Mr Edgar – previously one of JPMorgan’s top proprietary traders – stoked the political storm over bankers’ pay in 2009 when it emerged that he and four members of his proprietary trading team had been poached by Barclays Capitalon a two-year deal worth as much as 30 million pounds.
He and his colleagues now plan to set up a hedge fund by the end of the year. People close to the situation said it had become untenable for BarCap to employ prop traders in the light of US Dodd-Frank leglislation barring banks from trading on their own account.
Bob Diamond, Barclays chief executive and the man who previously built BarCap from an also-ran investment bank into a top global institution, has spent this year trimming his ambitions as he strives to nearly double the bank’s return on equity to 13 percent by 2013.
Last month, he announced Barclays was shedding 3,000 jobs across the group, with close to half the cuts in the investment bank – or about 5 percent of BarCap’s 24,000 workforce.
About 1,400 of the jobs were eliminated in the first half of the year, Mr Diamond said. But the bank is set to begin this week on the second phase of the cuts, with redundancy announcements expected in the US and the consultation process for job losses kicking off in the UK as well.
The 2009 hiring of Mr Edgar triggered an unusual semi-public spat between Barclays and JPMorgan, with the US group complaining to the UK’s Financial Services Authority about the terms of the pay deal.
JPMorgan contacted the FSA over concerns that the package was excessively risky and would distort the market for City bankers, according to people familiar with the negotiations.
The deal was worth up to £30 million in cash and shares, incorporating a “good leaver” clause that allowed Mr Edgar and his team to leave BarCap with all their deferred compensation after two years. That period expires this month.

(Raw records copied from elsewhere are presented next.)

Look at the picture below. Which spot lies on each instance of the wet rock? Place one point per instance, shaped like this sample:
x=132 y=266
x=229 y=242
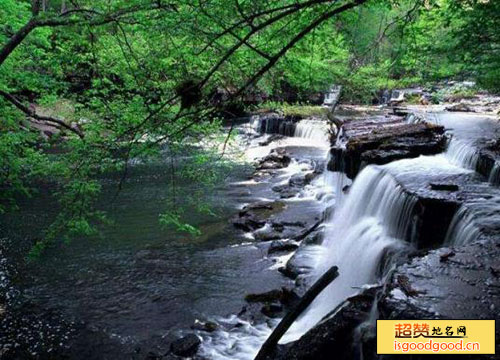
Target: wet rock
x=315 y=238
x=272 y=310
x=186 y=346
x=277 y=159
x=446 y=254
x=380 y=144
x=285 y=296
x=461 y=107
x=297 y=265
x=444 y=187
x=248 y=223
x=334 y=335
x=204 y=326
x=254 y=216
x=270 y=296
x=282 y=246
x=266 y=233
x=271 y=139
x=301 y=179
x=286 y=191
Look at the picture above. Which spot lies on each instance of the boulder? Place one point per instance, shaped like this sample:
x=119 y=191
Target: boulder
x=282 y=246
x=336 y=334
x=444 y=186
x=272 y=310
x=186 y=346
x=461 y=107
x=374 y=143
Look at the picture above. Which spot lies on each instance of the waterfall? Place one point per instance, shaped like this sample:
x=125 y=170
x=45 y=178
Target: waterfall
x=462 y=154
x=332 y=96
x=494 y=178
x=312 y=129
x=463 y=229
x=372 y=220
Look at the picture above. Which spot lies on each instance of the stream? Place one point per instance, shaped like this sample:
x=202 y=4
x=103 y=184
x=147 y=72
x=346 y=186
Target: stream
x=138 y=286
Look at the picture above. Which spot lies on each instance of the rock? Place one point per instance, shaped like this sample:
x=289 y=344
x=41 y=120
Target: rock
x=270 y=139
x=272 y=310
x=284 y=296
x=315 y=238
x=461 y=107
x=281 y=246
x=445 y=255
x=270 y=296
x=335 y=334
x=266 y=234
x=186 y=346
x=378 y=142
x=248 y=223
x=301 y=179
x=254 y=216
x=286 y=191
x=444 y=187
x=277 y=159
x=204 y=326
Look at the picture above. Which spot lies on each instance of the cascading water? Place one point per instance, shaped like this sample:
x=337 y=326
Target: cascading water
x=494 y=178
x=312 y=129
x=332 y=97
x=374 y=218
x=463 y=229
x=462 y=154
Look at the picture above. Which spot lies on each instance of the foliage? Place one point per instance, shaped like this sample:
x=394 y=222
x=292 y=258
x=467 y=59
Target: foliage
x=87 y=87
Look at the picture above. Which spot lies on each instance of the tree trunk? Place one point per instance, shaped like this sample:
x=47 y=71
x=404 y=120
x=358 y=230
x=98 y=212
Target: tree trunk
x=311 y=294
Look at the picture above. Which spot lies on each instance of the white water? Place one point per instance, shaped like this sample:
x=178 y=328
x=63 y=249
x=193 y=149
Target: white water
x=463 y=229
x=332 y=97
x=462 y=154
x=494 y=178
x=375 y=217
x=316 y=130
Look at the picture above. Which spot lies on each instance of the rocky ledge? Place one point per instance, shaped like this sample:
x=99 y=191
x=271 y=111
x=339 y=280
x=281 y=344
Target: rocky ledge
x=380 y=142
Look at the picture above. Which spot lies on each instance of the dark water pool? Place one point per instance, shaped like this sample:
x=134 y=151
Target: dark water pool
x=138 y=284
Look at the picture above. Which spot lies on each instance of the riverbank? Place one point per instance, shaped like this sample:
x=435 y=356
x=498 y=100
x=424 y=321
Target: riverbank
x=286 y=219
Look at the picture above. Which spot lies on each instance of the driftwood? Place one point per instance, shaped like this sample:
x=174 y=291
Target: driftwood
x=311 y=294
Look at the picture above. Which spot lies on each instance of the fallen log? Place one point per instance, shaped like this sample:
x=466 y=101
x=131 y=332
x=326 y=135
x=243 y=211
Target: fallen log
x=311 y=294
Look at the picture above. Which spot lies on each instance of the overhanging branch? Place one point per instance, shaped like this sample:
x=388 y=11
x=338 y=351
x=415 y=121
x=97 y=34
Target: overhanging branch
x=32 y=113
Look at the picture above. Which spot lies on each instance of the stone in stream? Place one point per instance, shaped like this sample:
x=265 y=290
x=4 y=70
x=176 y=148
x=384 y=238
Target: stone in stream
x=461 y=107
x=254 y=216
x=204 y=326
x=284 y=296
x=282 y=246
x=272 y=310
x=286 y=191
x=186 y=346
x=277 y=159
x=381 y=142
x=336 y=334
x=444 y=186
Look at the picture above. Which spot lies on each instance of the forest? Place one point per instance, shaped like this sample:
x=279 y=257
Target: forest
x=125 y=125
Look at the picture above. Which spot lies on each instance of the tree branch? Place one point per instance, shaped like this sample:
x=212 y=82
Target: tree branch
x=31 y=113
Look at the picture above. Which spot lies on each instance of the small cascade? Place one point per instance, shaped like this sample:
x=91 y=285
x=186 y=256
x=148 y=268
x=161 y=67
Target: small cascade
x=494 y=178
x=372 y=221
x=462 y=154
x=463 y=229
x=272 y=124
x=332 y=96
x=312 y=129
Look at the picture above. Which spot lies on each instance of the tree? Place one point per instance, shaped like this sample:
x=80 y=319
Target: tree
x=147 y=74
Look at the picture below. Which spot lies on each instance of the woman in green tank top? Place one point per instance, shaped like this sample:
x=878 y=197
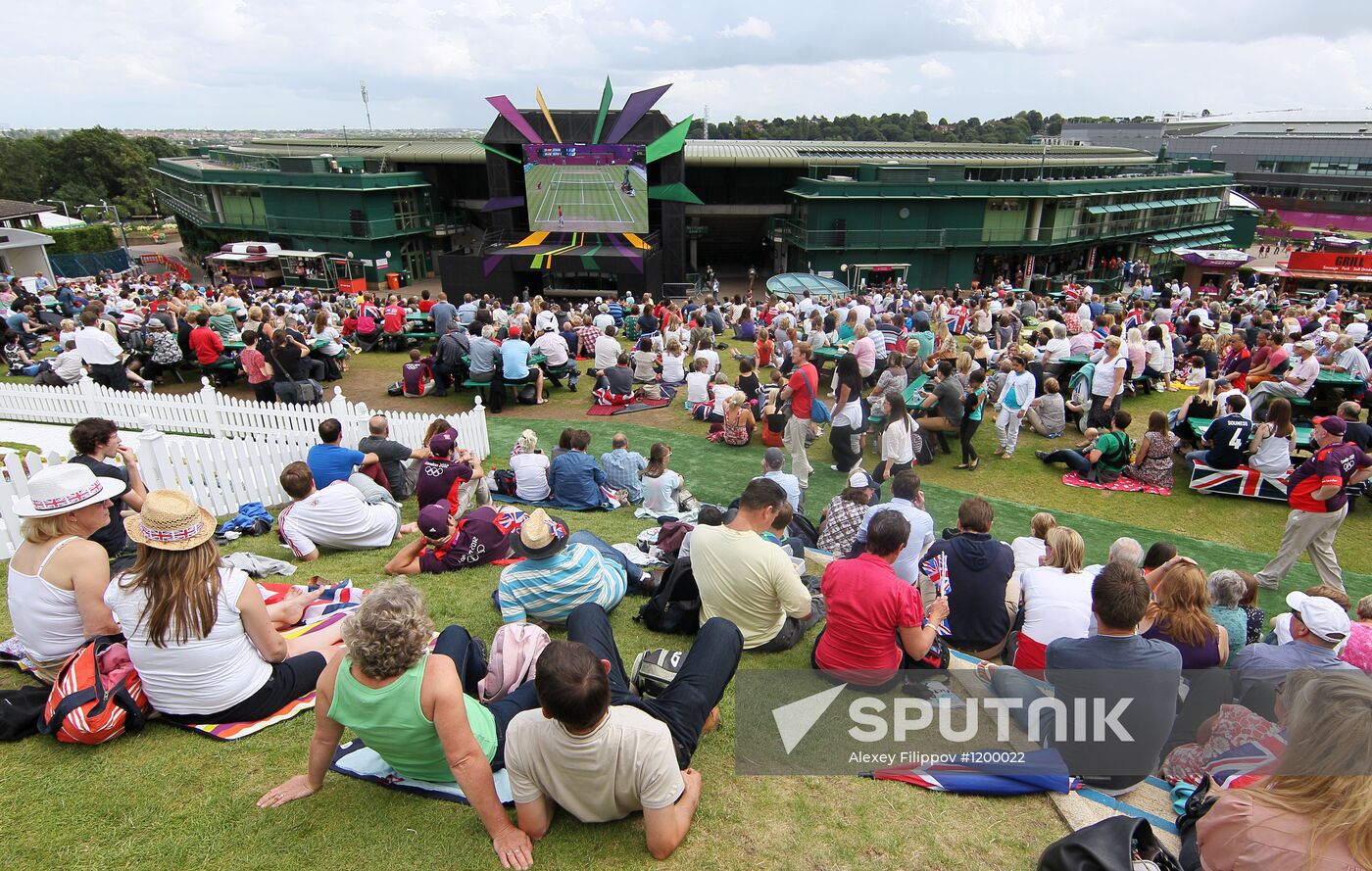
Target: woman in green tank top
x=414 y=708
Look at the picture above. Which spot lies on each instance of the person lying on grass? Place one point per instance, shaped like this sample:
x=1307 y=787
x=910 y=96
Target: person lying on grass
x=415 y=709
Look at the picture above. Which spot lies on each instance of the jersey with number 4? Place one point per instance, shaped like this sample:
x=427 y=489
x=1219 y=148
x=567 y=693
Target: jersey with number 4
x=1228 y=438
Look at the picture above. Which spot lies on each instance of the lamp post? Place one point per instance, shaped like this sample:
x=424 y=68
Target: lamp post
x=64 y=203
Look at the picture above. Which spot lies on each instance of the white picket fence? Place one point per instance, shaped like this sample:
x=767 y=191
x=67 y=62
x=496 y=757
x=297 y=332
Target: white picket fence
x=242 y=461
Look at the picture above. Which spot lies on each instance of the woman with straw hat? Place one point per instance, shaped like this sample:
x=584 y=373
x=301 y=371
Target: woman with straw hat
x=58 y=575
x=198 y=630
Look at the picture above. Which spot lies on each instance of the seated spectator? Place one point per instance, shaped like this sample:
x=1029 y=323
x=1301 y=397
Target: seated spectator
x=1273 y=441
x=664 y=490
x=750 y=582
x=624 y=468
x=1179 y=616
x=603 y=751
x=445 y=473
x=531 y=469
x=1358 y=648
x=737 y=428
x=1319 y=626
x=484 y=356
x=614 y=383
x=907 y=498
x=391 y=455
x=514 y=356
x=1313 y=811
x=772 y=461
x=575 y=477
x=1031 y=549
x=1152 y=457
x=1104 y=459
x=981 y=600
x=353 y=514
x=416 y=708
x=645 y=363
x=448 y=544
x=874 y=620
x=329 y=461
x=198 y=630
x=560 y=571
x=1127 y=665
x=1056 y=599
x=844 y=514
x=417 y=374
x=206 y=343
x=96 y=441
x=1227 y=438
x=58 y=575
x=1227 y=589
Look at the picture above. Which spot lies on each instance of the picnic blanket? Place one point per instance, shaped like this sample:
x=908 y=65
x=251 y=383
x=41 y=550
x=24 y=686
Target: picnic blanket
x=1039 y=771
x=1079 y=808
x=1121 y=484
x=232 y=731
x=357 y=760
x=642 y=405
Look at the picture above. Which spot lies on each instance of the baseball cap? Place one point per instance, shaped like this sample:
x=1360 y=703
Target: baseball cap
x=1321 y=616
x=1333 y=424
x=860 y=479
x=432 y=520
x=442 y=442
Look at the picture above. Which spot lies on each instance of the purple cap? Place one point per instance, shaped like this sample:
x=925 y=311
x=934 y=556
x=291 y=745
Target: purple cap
x=432 y=520
x=442 y=442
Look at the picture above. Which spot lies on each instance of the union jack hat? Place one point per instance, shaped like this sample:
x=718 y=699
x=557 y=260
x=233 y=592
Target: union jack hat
x=64 y=489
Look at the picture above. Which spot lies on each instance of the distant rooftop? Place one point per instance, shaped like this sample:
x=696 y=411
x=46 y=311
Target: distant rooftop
x=727 y=153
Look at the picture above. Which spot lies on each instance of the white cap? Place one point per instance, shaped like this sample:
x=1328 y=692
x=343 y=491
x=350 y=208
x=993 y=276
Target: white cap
x=1321 y=616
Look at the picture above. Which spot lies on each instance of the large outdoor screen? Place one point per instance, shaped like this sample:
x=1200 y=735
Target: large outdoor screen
x=586 y=188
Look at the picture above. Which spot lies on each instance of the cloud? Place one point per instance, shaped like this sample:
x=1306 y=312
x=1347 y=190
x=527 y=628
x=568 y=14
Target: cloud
x=658 y=30
x=752 y=26
x=935 y=69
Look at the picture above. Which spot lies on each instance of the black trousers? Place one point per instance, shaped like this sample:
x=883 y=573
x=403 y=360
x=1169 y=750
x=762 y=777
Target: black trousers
x=693 y=693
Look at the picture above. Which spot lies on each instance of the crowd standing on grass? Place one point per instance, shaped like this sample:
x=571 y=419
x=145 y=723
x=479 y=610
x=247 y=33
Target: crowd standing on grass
x=896 y=596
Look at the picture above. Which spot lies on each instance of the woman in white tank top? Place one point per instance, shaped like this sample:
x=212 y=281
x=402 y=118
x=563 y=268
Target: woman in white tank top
x=57 y=576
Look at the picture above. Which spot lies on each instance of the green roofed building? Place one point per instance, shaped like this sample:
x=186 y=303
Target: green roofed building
x=937 y=213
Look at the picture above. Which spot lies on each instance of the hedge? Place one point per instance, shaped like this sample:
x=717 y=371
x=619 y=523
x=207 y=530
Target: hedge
x=81 y=239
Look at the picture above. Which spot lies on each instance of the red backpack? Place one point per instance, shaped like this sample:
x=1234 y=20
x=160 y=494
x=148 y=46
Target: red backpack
x=96 y=696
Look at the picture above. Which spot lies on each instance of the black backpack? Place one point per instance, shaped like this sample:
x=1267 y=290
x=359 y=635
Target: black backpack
x=675 y=606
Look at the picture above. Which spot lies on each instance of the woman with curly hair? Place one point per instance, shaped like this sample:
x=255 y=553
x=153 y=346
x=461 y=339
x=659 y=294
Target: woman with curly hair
x=417 y=709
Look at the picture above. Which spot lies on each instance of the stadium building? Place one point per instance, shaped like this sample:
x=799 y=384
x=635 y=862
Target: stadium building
x=1312 y=167
x=939 y=213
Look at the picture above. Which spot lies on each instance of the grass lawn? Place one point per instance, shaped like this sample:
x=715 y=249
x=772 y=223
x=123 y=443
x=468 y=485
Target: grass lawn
x=171 y=798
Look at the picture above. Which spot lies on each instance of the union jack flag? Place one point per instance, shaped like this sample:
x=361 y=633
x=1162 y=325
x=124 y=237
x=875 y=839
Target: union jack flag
x=1242 y=482
x=957 y=319
x=1039 y=771
x=1252 y=758
x=937 y=571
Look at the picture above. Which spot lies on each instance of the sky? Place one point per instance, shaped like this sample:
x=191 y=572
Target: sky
x=429 y=64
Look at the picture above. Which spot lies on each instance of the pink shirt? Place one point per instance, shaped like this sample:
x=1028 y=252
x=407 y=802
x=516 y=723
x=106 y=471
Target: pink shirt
x=1358 y=648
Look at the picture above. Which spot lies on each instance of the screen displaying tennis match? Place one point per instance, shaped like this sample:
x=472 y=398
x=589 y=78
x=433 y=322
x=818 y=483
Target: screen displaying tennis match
x=586 y=188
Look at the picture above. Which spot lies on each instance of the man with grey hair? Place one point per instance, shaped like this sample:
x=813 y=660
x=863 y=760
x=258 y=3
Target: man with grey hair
x=1296 y=383
x=1124 y=551
x=772 y=461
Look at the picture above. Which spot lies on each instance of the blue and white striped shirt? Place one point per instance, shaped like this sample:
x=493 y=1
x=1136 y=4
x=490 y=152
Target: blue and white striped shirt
x=552 y=589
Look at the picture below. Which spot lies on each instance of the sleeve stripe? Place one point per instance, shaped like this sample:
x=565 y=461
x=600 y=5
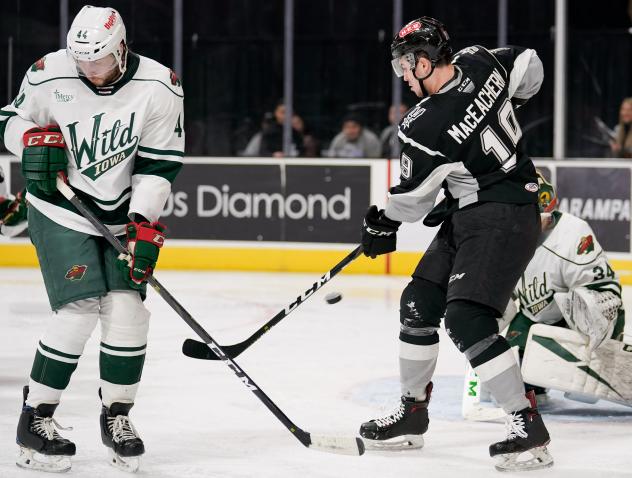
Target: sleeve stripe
x=5 y=116
x=164 y=168
x=421 y=147
x=163 y=152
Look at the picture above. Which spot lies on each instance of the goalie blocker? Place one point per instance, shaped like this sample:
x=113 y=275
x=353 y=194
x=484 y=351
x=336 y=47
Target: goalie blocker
x=560 y=359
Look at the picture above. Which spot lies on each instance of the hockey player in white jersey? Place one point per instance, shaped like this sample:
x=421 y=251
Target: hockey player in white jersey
x=569 y=283
x=112 y=122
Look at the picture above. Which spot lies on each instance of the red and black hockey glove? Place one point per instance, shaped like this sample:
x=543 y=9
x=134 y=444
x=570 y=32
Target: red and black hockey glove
x=379 y=233
x=43 y=156
x=144 y=241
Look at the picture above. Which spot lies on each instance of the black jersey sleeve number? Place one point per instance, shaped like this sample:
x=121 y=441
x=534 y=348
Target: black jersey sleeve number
x=491 y=142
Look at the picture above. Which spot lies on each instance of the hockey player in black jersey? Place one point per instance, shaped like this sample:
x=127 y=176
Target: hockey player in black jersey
x=462 y=139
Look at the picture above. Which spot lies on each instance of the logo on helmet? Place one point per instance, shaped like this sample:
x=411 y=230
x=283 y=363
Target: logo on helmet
x=586 y=245
x=411 y=27
x=39 y=64
x=531 y=187
x=76 y=273
x=111 y=21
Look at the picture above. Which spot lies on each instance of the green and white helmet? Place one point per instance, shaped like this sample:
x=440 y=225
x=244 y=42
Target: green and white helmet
x=95 y=34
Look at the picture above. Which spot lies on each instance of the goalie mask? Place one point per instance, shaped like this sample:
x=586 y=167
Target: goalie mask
x=547 y=197
x=425 y=35
x=97 y=44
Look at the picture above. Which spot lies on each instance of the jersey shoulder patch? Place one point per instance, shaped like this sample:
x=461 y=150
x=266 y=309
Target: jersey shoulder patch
x=163 y=78
x=50 y=66
x=574 y=240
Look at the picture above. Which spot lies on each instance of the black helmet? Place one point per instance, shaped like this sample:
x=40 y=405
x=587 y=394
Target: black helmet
x=423 y=34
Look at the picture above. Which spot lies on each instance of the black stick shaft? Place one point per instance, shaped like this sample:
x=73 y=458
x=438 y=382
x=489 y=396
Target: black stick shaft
x=196 y=349
x=300 y=434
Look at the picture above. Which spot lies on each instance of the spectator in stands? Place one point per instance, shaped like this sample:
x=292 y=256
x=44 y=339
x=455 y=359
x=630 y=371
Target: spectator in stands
x=354 y=141
x=388 y=137
x=311 y=145
x=269 y=141
x=622 y=145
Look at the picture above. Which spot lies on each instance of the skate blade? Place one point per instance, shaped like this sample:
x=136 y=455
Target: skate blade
x=130 y=464
x=540 y=458
x=32 y=460
x=404 y=442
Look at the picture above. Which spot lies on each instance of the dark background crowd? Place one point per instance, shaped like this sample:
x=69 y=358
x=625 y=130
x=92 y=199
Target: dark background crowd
x=233 y=68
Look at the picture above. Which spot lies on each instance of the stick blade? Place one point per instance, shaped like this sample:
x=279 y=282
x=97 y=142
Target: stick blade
x=339 y=445
x=199 y=350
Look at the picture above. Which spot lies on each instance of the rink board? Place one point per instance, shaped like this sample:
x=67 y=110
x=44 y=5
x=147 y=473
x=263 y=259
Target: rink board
x=300 y=215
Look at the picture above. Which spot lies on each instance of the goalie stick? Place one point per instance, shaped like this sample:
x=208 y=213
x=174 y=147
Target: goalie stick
x=330 y=444
x=199 y=350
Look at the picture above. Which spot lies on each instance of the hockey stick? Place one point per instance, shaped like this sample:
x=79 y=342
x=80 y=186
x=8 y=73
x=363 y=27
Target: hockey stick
x=330 y=444
x=199 y=350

BarCap’s job cuts come amid a clutch of similar announcements by other banks – particularly in Europe – as institutions adjust to a weaker-than-expected economic outlook in the euro zone and the US, as well as the cost challenges of tougher regulatory capital rules. In the past month alone, eight banks – six of them European – have announced 60,000 job cuts.
Both BarCap and Mr Edgar declined to comment.